The authors write that these materials' ability to closely mimic biological systems demonstrates the potential for how they could be further developed in the future to enable a new generation of intelligent computers.
"The additional chemical sensing, mechanical flexibility and biocompatibility attributes of nanomaterials provide further opportunities to realize edge computing and afferent neurons in artificial skin," write the authors. "In this manner, since the properties and reduced dimensionality of nanomaterials closely mimic biological systems, they possess significant potential for realizing neuromorphic computing systems that better emulate animate neural networks."

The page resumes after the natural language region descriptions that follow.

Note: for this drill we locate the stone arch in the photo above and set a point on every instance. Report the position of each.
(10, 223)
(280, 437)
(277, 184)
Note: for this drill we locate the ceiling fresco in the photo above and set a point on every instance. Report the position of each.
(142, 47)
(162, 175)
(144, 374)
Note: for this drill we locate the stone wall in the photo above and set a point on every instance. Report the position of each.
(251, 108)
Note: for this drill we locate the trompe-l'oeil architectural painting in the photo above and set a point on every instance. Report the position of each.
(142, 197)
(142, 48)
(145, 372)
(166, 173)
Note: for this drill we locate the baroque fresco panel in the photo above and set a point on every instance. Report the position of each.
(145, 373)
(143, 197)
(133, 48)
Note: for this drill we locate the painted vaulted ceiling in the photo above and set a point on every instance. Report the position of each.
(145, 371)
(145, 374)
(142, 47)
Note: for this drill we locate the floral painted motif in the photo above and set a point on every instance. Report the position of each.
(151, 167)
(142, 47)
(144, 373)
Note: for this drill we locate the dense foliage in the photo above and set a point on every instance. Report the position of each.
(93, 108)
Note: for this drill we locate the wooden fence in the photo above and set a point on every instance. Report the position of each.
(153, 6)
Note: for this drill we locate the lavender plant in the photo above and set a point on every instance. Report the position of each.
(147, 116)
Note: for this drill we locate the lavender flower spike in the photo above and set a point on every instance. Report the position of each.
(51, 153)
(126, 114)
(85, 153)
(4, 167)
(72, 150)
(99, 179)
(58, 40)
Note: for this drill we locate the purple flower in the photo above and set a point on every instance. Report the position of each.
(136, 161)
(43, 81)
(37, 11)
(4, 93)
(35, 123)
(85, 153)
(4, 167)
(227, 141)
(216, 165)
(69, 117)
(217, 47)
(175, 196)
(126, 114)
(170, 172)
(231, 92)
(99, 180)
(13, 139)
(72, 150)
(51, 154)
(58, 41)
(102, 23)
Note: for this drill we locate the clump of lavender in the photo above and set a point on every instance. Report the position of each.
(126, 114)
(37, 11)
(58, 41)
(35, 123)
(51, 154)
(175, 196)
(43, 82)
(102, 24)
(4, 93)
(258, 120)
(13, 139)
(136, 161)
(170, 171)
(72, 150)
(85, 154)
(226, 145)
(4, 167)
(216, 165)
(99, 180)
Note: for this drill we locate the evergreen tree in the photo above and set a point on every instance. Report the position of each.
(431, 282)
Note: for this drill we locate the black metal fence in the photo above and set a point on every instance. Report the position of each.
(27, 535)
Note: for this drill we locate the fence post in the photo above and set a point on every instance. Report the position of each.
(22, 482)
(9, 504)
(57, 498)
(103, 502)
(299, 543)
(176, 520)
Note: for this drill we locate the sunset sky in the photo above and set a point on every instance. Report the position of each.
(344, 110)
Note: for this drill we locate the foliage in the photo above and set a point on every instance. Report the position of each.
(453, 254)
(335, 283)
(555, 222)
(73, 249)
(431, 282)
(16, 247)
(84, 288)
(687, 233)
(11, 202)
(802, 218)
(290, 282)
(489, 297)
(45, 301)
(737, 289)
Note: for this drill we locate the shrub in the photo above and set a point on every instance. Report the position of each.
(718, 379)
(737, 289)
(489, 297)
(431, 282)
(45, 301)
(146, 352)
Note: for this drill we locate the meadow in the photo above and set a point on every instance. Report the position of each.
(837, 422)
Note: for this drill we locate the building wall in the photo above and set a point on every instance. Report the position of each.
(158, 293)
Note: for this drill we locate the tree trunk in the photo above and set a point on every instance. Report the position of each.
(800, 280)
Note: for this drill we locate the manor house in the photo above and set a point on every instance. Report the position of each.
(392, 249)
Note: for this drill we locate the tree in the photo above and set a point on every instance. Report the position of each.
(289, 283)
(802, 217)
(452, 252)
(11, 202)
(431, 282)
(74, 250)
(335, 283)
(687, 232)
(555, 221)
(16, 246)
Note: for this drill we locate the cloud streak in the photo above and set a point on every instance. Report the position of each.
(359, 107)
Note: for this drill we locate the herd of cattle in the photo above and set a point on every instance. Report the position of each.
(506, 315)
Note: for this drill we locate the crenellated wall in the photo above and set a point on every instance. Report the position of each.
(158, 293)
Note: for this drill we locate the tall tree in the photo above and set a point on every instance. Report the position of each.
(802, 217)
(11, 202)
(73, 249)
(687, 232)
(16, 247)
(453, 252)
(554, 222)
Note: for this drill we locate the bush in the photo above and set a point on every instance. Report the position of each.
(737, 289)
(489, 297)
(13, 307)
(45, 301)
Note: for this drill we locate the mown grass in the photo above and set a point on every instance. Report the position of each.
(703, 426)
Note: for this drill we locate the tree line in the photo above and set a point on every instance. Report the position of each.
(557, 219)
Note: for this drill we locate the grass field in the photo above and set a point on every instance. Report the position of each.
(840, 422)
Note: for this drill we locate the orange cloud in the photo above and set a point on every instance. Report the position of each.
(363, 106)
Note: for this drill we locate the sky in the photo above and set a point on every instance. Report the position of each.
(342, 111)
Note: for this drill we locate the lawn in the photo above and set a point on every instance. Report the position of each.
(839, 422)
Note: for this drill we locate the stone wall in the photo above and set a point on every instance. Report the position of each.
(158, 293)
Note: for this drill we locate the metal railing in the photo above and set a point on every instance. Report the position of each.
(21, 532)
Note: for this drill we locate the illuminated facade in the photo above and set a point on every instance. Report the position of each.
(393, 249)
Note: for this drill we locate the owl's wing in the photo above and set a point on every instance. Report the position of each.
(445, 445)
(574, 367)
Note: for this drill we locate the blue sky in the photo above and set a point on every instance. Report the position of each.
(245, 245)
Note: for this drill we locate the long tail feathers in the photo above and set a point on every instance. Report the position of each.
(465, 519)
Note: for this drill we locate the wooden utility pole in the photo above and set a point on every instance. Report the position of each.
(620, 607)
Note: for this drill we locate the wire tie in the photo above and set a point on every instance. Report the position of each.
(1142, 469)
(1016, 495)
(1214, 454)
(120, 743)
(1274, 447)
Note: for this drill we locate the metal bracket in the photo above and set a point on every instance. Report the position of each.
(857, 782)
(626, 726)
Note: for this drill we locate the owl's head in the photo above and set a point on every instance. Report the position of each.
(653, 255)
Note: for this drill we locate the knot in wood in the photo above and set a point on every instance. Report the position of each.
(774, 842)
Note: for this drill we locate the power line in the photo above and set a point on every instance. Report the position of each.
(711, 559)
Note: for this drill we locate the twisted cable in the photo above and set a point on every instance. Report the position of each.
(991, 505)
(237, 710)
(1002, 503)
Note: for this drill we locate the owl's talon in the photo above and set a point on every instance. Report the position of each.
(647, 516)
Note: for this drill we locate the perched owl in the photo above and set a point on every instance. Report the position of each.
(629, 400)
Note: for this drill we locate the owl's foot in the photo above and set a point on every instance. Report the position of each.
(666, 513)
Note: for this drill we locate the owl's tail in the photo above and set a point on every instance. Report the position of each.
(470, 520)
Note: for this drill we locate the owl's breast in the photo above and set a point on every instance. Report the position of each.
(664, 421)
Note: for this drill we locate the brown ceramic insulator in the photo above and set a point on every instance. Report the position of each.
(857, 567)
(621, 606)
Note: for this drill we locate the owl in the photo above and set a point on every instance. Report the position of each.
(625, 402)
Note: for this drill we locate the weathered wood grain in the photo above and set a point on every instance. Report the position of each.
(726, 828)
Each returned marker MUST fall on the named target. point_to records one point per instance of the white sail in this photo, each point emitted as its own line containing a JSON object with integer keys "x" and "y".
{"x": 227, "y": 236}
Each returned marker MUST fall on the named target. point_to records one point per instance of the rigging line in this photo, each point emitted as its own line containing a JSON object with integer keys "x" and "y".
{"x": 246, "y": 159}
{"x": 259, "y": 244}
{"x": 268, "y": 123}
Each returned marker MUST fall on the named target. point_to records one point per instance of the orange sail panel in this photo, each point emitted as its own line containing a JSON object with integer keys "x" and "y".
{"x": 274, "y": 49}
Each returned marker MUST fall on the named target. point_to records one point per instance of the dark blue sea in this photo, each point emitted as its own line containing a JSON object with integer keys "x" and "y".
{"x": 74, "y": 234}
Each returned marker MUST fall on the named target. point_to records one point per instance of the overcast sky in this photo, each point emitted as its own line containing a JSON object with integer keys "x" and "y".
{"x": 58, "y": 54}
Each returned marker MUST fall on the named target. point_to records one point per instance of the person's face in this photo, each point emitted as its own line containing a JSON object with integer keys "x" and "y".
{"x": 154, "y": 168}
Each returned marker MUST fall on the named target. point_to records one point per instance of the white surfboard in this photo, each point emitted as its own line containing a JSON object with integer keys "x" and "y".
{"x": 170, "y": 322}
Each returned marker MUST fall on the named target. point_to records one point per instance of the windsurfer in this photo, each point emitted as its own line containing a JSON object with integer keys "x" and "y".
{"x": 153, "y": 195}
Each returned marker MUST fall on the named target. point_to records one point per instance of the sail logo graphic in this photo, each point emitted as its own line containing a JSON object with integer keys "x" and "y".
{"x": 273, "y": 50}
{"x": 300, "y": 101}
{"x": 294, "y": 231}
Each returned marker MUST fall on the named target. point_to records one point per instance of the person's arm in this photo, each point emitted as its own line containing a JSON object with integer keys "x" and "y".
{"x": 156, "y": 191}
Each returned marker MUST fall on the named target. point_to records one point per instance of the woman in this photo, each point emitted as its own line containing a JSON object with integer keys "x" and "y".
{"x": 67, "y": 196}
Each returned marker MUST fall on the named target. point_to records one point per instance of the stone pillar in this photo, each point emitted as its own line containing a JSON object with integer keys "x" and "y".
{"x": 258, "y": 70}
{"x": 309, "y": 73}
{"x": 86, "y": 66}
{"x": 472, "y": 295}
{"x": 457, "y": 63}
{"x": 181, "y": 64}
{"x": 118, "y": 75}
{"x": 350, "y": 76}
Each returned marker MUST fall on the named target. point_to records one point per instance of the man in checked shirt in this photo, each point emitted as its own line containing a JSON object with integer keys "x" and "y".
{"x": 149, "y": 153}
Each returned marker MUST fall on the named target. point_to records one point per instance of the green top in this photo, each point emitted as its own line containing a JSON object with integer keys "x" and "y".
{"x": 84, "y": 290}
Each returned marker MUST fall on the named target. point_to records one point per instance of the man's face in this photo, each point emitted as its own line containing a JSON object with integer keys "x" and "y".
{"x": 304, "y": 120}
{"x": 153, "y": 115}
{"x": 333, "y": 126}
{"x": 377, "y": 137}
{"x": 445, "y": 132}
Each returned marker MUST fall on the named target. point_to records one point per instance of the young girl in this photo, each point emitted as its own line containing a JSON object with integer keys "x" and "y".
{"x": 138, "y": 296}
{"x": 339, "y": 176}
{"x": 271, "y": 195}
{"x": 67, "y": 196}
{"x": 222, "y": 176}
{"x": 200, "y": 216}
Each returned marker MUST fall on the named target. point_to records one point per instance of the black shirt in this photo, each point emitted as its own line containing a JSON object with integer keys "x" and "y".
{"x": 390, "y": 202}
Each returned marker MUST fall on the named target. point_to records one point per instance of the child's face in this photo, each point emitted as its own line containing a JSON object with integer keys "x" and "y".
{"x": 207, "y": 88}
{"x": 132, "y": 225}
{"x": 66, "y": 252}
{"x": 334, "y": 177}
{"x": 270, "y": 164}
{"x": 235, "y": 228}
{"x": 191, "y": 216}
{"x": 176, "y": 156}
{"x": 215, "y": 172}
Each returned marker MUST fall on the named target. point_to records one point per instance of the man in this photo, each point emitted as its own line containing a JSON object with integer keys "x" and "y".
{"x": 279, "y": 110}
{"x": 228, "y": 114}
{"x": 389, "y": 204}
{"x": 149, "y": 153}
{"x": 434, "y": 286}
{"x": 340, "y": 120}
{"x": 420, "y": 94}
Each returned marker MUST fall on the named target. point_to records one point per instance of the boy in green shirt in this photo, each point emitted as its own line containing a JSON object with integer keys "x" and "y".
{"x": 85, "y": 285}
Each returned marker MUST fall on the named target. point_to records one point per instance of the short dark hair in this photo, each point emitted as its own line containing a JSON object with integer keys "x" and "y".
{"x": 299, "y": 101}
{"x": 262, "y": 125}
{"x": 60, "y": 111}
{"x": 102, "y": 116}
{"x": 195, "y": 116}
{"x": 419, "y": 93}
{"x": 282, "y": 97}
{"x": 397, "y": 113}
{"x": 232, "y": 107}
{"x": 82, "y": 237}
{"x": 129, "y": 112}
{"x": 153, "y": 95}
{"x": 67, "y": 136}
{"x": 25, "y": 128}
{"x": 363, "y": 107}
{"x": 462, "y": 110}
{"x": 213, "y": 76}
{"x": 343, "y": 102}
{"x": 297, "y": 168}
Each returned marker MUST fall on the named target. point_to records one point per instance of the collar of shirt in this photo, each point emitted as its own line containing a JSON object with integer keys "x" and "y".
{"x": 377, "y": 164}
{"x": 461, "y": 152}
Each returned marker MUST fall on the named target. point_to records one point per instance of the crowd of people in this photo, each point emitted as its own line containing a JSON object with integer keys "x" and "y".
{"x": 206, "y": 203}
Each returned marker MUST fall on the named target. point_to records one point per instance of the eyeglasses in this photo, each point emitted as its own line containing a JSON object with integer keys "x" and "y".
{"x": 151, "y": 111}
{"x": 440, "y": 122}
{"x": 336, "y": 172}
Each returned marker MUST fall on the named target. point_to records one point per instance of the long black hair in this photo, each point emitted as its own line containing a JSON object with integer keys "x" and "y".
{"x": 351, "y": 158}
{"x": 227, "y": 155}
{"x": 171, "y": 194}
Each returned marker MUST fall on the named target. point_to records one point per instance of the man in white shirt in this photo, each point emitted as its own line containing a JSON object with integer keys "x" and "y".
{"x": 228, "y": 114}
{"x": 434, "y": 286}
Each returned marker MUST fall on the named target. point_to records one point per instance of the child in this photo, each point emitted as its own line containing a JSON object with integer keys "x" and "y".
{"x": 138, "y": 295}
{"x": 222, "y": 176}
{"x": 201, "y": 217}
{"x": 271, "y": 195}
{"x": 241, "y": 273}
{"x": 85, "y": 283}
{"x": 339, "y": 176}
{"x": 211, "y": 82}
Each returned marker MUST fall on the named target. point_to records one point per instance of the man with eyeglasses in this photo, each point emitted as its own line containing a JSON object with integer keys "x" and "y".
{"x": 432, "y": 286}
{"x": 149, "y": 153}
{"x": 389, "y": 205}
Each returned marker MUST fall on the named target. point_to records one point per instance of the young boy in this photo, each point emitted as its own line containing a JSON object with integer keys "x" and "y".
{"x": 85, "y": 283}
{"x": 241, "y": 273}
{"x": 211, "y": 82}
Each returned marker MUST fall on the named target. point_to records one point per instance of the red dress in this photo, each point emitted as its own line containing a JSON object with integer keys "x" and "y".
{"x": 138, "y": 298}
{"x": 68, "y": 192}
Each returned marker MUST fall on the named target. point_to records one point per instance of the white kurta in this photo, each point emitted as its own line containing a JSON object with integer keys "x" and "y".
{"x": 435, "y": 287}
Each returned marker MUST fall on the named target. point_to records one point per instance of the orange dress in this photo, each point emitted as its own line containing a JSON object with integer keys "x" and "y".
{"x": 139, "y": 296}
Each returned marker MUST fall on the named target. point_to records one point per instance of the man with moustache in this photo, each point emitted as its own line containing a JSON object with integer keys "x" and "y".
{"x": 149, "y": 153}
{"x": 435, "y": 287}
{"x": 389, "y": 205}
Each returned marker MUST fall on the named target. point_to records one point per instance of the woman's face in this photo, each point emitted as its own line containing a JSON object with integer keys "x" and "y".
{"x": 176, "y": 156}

Abstract: Memristive and nanoionic devices have recently emerged as leading candidates for neuromorphic computing architectures. While top-down fabrication based on conventional bulk materials has enabled many early neuromorphic devices and circuits, bottom-up approaches based on low-dimensional nanomaterials have shown novel device functionality that often better mimics a biological neuron. In addition, the chemical, structural and compositional tunability of low-dimensional nanomaterials coupled with the permutational flexibility enabled by van der Waals heterostructures offers significant opportunities for artificial neural networks. In this Review, we present a critical survey of emerging neuromorphic devices and architectures enabled by quantum dots, metal nanoparticles, polymers, nanotubes, nanowires, two-dimensional layered materials and van der Waals heterojunctions with a particular emphasis on bio-inspired device responses that are uniquely enabled by low-dimensional topology, quantum confinement and interfaces. We also provide a forward-looking perspective on the opportunities and challenges of neuromorphic nanoelectronic materials in comparison with more mature technologies based on traditional bulk electronic materials.